October 23, 2007 in Business

Montana trial begins in bid for rent on dams

Associated Press The Spokesman-Review
 
File photo

Water spills over Avista Utilities’ Cabinet Gorge Dam in northwest Montana. The state wants utilities to pay rent for the land on which dams sit. The case has gone to trial, but a settlement is possible.
(Full-size photo)

HELENA – The state of Montana’s claim that utilities, including Avista Corp., should pay rent for use of the riverbeds where hydroelectric dams sit went to trial Monday, even as both sides said a settlement is possible.

The attorney general’s office said it was still open to offers, and a representative for dam owner PPL Montana said his company has not ruled out a settlement.

Avista also is interested in settling the suit before a judge determines damages during the trial.

Lawyers for the state and both utilities headed to court Monday for a trial before District Judge Thomas Honzel that could last up to two weeks.

PPL Montana and Avista are fighting the state’s attempt to get rent, including back rent, for using the streambed in navigable rivers. The state earlier reached a settlement with PacifiCorp.

PPL Montana argues that the dams are governed by the federal licenses it holds for the projects, and are not subject to the state claims.

It also warns that the case could force other users of the rivers, such as irrigators and river guides, to pay for their use, or pay more.

“There are a lot of users that are not paying,” said PPL spokesman David Hoffman. “It’s certainly not a matter of us not wanting to pay our fair share.”

Hoffman said the state shouldn’t have a policy that singles out just the dam owners.

Assistant Attorney General Anthony Johnstone said that other users, most with very small uses of the river, are in compliance with state law.

“It is PPL that is not,” he said.

Johnstone said the dam owners use much more land than irrigators and other users.

Honzel has already ruled that land under the dams is state school trust land and has rejected a claim from the companies that the rivers should not be considered navigable, which can determine ownership.
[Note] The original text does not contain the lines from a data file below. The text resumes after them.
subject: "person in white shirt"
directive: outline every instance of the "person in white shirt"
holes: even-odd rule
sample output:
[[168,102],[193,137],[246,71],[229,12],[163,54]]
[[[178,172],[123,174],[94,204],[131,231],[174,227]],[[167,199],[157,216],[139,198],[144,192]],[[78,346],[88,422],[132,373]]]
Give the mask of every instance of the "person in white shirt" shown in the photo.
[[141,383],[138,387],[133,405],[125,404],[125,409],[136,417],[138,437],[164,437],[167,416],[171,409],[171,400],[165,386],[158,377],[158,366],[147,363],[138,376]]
He ruled against the state on its claim that the land submerged by reservoirs should also be considered school trust land.

Attorney General Mike McGrath has said that he believes the only real issue left to be decided at a trial is how much the companies should be charged for rent.

PPL has predicted a long legal battle.

PacifiCorp agreed in its settlement to pay about $50,000 a year for its one dam on the Swan River. PPL owns much larger dams, and state officials have yet to specify how much the company should be charged.